I was asked how to handle a situation where a daughter wants a tattoo, but the parent does not want to see a tattoo on her body.
I responded that the most effective approach is to induce the daughter to influence herself. The key to this approach is asking reflective questions and prompting the daughter to evaluate. Here are some reflective questions that I shared with her:
“How about making a list of all the advantages and the disadvantages of getting a tattoo and then comparing the responses?”
“Project ahead five years. Is the short term fun worth the long-term frustration when you will want it removed?”
“Remembering that the emotion of making the decision will not outlast the emotion of being sorry if you want it removed, what are the consequences if you decide to remove it?”
We so often want to protect our children from something we as parents believe they will regret. But people learn by their decisions. As long as the decision is not life threatening or harmful, the most effective approach is for the parent to allow young people to reap the consequences of their own decisions.
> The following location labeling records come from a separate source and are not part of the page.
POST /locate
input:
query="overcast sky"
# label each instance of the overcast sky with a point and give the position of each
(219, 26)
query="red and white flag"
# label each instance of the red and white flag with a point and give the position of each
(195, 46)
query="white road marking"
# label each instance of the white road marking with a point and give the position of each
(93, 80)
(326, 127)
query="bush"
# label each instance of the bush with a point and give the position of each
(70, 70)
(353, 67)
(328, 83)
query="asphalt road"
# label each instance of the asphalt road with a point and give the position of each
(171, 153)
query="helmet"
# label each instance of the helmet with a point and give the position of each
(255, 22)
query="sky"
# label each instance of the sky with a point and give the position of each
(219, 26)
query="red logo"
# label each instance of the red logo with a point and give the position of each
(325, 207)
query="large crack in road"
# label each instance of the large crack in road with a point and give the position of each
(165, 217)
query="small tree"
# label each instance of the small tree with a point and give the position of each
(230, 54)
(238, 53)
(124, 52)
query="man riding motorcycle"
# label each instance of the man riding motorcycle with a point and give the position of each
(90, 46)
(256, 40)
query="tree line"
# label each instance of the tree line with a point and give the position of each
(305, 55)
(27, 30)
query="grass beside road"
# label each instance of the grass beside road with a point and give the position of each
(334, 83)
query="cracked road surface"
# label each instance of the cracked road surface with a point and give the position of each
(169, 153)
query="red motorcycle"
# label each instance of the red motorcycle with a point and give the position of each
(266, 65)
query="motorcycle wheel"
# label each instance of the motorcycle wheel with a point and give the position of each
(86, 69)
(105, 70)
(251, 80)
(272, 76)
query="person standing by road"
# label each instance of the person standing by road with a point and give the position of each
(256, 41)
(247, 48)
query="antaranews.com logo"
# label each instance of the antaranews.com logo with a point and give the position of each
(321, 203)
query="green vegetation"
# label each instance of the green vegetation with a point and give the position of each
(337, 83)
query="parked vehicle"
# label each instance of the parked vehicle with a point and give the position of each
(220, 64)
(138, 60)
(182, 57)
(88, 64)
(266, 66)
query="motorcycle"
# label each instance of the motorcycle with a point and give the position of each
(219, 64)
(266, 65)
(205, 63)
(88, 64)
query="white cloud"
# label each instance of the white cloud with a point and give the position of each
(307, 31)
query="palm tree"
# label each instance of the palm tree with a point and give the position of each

Another way to think about the situation is that it becomes a problem to the parent when the parent labels it a problem. The most effective approach may not get what the parent desires, but is that so critical?
The parent will find that the best chance of the daughter’s not getting a tattoo and retaining good relationships is by (1) letting the daughter know that the parent will love her whatever she chooses (after the parent lets the daughter know that the parent detests her having a tattoo), (2) by the parent’s empowering her with the choice (after expressing the parent’s desires), and (3) by the parent’s prompting the daughter to reflect on the short-term peer influence of external motivation versus the long-term decision of internal motivation over not succumbing to such peer influence.